Petrol çağının sonu ve sonrası


Haziran ayının ilk pazar günü yüzellidokuz litrelik standart bir varil ham petrolün fiyatı 135 Dolara doğru tırmanırken, G-8 ülkelerinin enerji bakanlarını ağırlayan Japon ekonomi bakanı Akira Amari, fiyatı 'anormal' sözüyle özetlemişti. Haksız da değildi. 2001 yılında 26 Dolar dolaylarında seyreden petrol, daha geçen yılın sonunda 95 Dolar civarındaydı.

Petrol fiyatlarının rekordan rekora koşması herkesi ürkütüyor. Kapitalist sistemin temel enerji kaynağı ve hammaddesi haline geldiği ondokuzuncu yüzyılın son çeyreğinden bu yana -1973'deki siyasi petrol krizini saymazsak- petrol fiyatları belli bir istikrara sahip oldu.
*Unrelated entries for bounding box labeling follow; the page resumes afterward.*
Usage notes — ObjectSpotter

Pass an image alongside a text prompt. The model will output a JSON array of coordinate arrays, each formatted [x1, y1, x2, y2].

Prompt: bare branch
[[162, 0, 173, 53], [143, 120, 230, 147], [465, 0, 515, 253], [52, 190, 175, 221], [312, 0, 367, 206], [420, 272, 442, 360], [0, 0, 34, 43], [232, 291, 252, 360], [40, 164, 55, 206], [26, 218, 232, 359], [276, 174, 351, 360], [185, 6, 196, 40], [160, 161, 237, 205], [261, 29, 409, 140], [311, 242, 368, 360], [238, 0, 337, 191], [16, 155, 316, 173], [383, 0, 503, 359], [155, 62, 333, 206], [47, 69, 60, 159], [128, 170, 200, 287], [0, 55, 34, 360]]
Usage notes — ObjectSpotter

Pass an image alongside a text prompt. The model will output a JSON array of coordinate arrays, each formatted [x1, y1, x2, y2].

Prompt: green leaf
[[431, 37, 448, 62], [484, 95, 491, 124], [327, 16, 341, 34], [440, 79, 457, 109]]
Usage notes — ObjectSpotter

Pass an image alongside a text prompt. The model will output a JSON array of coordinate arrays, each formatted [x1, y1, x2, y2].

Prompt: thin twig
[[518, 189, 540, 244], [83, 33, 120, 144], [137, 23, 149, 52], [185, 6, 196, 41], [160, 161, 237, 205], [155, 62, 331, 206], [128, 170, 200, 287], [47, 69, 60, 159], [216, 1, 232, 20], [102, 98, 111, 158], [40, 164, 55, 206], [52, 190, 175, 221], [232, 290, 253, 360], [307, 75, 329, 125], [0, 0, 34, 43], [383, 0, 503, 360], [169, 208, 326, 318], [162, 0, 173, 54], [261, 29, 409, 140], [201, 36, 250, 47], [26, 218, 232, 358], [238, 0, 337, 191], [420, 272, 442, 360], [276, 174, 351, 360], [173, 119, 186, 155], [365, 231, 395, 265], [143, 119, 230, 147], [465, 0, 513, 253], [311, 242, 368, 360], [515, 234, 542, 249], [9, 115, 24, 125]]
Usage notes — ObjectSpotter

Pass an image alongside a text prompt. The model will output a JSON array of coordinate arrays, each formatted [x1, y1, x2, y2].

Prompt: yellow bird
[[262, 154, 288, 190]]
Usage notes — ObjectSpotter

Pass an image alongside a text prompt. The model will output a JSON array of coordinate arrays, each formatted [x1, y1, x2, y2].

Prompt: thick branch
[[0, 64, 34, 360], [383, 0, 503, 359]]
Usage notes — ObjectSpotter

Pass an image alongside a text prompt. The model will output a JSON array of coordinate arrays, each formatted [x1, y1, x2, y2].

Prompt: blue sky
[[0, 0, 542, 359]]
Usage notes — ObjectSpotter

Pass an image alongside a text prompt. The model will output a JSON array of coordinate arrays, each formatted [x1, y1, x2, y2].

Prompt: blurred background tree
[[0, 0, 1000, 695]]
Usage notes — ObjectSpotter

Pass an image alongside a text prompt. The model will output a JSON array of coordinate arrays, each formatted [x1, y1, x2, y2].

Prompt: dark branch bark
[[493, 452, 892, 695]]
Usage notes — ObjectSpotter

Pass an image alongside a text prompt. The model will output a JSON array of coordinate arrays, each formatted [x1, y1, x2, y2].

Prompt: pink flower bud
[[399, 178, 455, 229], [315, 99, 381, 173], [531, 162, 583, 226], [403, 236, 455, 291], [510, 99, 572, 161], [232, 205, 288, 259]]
Seksenli yıllarda Suudiler tarfından varil fiyatı 20 küsür Dolarda sabitlenmiş , bu fiyat da 2003'e kadar nisbeten sabit kalmıştı. O tarihten itibaren petrolün fiyatı durmadan artmaktadır.
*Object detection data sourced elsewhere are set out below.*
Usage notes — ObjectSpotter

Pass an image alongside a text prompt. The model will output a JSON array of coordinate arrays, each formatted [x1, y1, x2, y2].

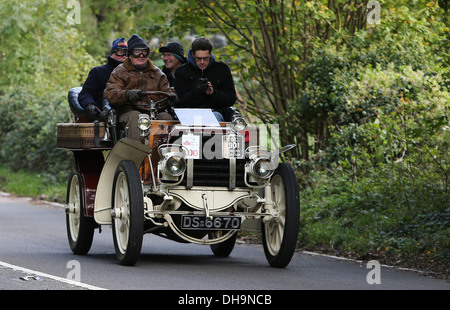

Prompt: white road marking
[[0, 261, 106, 290]]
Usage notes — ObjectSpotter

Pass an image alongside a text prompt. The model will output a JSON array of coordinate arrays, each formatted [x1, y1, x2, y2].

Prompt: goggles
[[114, 48, 127, 57], [131, 48, 148, 58]]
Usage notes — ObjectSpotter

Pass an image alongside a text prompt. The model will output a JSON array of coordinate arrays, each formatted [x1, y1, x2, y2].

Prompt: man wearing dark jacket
[[78, 38, 128, 121], [175, 38, 236, 121]]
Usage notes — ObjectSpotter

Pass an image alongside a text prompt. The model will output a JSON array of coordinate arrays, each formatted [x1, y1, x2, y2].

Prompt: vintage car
[[57, 88, 300, 268]]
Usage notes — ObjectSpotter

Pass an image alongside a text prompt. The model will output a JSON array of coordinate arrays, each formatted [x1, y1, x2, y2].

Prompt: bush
[[0, 89, 72, 182]]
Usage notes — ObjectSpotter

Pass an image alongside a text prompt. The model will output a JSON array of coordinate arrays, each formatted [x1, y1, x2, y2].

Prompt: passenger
[[175, 38, 236, 122], [78, 38, 128, 122], [159, 42, 187, 87], [105, 34, 176, 140]]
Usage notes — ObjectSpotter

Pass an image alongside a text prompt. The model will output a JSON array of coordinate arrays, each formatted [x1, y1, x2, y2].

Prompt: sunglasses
[[114, 49, 127, 57], [131, 48, 148, 58]]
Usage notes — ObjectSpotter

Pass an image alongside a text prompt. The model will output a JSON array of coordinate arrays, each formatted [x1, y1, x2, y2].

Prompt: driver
[[105, 34, 177, 140]]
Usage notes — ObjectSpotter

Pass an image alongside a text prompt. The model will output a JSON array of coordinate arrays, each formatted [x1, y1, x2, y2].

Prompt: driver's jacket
[[105, 58, 174, 114]]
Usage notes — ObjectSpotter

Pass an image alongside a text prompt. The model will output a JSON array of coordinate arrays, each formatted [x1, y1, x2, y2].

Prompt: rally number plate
[[181, 215, 241, 230], [222, 135, 245, 159]]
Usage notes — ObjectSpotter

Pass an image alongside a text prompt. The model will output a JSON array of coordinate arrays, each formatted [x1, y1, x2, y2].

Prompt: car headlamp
[[158, 144, 187, 177], [138, 114, 152, 136], [163, 154, 186, 177], [250, 157, 274, 179]]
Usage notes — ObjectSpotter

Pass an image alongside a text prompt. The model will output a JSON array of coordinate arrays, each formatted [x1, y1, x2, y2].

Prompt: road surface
[[0, 194, 450, 296]]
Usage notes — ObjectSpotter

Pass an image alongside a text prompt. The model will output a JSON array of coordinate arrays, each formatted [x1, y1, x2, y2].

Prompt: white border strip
[[0, 261, 106, 290]]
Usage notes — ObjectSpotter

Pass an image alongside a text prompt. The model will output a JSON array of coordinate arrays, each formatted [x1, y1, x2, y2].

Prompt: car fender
[[94, 138, 151, 225]]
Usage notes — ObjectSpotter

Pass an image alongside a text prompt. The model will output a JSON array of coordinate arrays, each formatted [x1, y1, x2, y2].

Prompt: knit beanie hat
[[128, 34, 150, 54], [159, 42, 186, 63]]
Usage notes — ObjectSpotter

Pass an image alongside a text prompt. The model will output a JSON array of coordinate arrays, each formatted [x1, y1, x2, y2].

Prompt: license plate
[[181, 215, 241, 230], [222, 135, 244, 158]]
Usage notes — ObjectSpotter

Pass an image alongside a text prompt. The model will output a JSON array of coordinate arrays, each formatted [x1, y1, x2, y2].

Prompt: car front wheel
[[262, 163, 300, 268]]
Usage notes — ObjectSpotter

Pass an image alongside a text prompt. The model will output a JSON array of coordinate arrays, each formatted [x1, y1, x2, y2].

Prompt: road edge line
[[0, 261, 107, 290]]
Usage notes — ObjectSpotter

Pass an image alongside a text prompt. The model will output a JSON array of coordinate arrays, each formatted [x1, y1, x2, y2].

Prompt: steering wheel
[[142, 90, 171, 105]]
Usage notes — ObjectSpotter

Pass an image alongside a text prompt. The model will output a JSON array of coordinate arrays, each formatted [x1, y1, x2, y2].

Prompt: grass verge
[[0, 166, 67, 202]]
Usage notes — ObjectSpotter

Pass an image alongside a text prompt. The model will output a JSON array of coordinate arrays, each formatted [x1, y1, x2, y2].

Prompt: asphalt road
[[0, 195, 450, 294]]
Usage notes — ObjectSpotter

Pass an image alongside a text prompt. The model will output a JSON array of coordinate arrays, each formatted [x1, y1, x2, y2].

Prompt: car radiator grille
[[182, 159, 245, 189]]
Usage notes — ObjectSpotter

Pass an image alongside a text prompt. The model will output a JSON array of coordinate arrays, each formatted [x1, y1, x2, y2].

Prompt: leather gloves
[[125, 89, 142, 103]]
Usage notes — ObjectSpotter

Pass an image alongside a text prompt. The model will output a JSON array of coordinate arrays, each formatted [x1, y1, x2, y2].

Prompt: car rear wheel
[[111, 160, 144, 266], [66, 171, 95, 255], [262, 163, 300, 268]]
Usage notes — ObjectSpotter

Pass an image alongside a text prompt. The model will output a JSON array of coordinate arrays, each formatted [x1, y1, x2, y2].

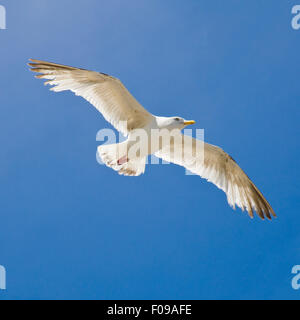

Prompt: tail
[[98, 141, 146, 176]]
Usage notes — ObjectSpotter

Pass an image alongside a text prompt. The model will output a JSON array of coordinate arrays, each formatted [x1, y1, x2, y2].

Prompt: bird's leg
[[118, 155, 129, 166]]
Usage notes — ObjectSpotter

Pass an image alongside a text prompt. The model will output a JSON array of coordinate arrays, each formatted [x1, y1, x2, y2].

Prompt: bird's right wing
[[29, 59, 153, 136], [155, 134, 276, 219]]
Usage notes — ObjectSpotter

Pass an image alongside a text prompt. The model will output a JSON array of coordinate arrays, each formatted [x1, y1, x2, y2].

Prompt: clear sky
[[0, 0, 300, 299]]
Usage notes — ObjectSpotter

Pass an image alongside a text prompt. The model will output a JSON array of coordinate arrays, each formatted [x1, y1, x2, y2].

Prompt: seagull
[[28, 59, 276, 220]]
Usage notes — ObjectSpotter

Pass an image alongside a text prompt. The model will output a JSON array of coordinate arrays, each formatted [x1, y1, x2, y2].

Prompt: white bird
[[29, 59, 276, 219]]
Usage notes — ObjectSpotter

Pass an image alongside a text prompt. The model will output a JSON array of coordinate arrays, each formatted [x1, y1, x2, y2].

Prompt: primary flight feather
[[29, 59, 276, 219]]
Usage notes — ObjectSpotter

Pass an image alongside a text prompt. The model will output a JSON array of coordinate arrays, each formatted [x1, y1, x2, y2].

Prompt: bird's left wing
[[29, 59, 153, 136], [155, 134, 276, 219]]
İyimserler, fiyat artışının, spekülatörlerle ve Doların değerinin düşüşüyle alakalı olduğunu söyleyedursunlar, geçici bir petrol kriziyle karşı karşıya olmadığımızı, konuyla ilgilenen herkes bilmektedir. Yaşanan petrol krizi siyasi veya mali değil jeolojiktir, yani doğaldır. TÜSİAD'ın deyimiyle, 'sahici bir kriz' kapıdadır.
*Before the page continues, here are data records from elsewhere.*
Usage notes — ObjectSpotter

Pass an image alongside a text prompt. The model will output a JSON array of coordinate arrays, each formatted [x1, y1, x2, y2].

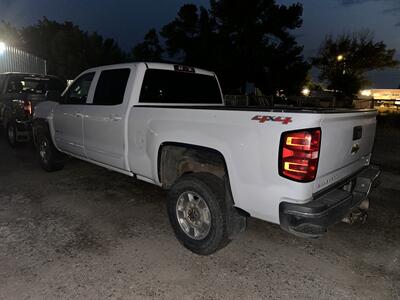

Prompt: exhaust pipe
[[342, 198, 369, 224]]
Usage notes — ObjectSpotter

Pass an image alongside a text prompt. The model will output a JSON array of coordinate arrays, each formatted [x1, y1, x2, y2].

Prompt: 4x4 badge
[[351, 144, 360, 154], [252, 115, 292, 125]]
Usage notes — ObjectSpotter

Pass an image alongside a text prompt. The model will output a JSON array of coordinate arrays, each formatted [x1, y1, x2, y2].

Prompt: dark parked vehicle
[[0, 73, 66, 147]]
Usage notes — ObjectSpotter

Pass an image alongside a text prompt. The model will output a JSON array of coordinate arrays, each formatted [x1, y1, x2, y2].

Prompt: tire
[[6, 122, 18, 148], [167, 173, 230, 255], [36, 131, 65, 172]]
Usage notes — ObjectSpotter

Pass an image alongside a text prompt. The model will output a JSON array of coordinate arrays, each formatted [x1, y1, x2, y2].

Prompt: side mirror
[[45, 91, 62, 102]]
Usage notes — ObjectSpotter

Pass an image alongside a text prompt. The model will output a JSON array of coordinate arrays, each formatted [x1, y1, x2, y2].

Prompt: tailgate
[[314, 111, 377, 192]]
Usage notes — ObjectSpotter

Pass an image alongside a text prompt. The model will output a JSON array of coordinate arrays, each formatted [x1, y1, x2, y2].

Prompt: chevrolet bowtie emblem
[[351, 144, 360, 154]]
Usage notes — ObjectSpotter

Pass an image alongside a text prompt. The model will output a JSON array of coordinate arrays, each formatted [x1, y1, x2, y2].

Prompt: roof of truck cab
[[85, 62, 215, 76], [0, 72, 58, 78]]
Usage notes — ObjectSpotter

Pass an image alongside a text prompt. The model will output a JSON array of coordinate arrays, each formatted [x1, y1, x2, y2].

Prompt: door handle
[[108, 115, 122, 121]]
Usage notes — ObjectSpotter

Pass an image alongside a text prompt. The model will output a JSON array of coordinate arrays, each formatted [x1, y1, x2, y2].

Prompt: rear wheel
[[168, 173, 230, 255], [36, 132, 64, 172]]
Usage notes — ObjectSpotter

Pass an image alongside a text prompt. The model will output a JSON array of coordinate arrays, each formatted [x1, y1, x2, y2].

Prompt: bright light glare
[[0, 42, 7, 55], [301, 88, 311, 97], [336, 54, 344, 61], [361, 90, 371, 97]]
Saygın bilim adamları ve ekonomi uzmanlarından oluşan 'Energy Watch Group'un (EWG) Mayıs ayında açıkladığı rapor, artık kuşkulara yer bırakmayacak kadar açıktır: Petrol, bütün dünyada tükenmektedir. Gerçi bu tesbit yeni değildir, ama artık saygın kurumlar tarafından da yüksek sesle telaffuz edilmektedir. Uzmanların 'Peak oil' dedikleri ve ulaşılması bir daha imkansız petrol üretim miktarı anlamına gelen son sınır, birçok ülkede aşılmıştır. Son verilere göre ABD 1970'de, Kanada 1974'de, Büyük Britanya 1999'da, Norveç 2001'de, Meksika 2004'de, Nijerya ve Suudi Arabistan 2005'de, Rusya 2007'de 'Peak oil' sınırını aşmıştır. Dünya petrol üreticisi ülkelerinin örgütü OPEC'e bağlı 'Uluslararası Enerji Ajansı'nın (IEA) baş ekonomisti Fatih Birol'un bir Avrupa televizyonuna Nisan ayında verdiği mülakatta altını çizdiği üzere, günümüzde üretilen petrol miktarı, daha şimdiden, günlük dünya ihtiyacının 12.5 milyon varil (yüzde 15) altına düşmüştür. Birol açıkça, petrol çağının sona erdiğinden sözetmiştir ve 'petrol bizi terketmeden bizim petrolü terketmemiz gerekiyor' demiştir. Nitekim 'Peak oil' sınırından sonra üretimin hızla azaldığı, üretim maliyetlerinin oldukça yükseldiği tecrübelerle sabittir.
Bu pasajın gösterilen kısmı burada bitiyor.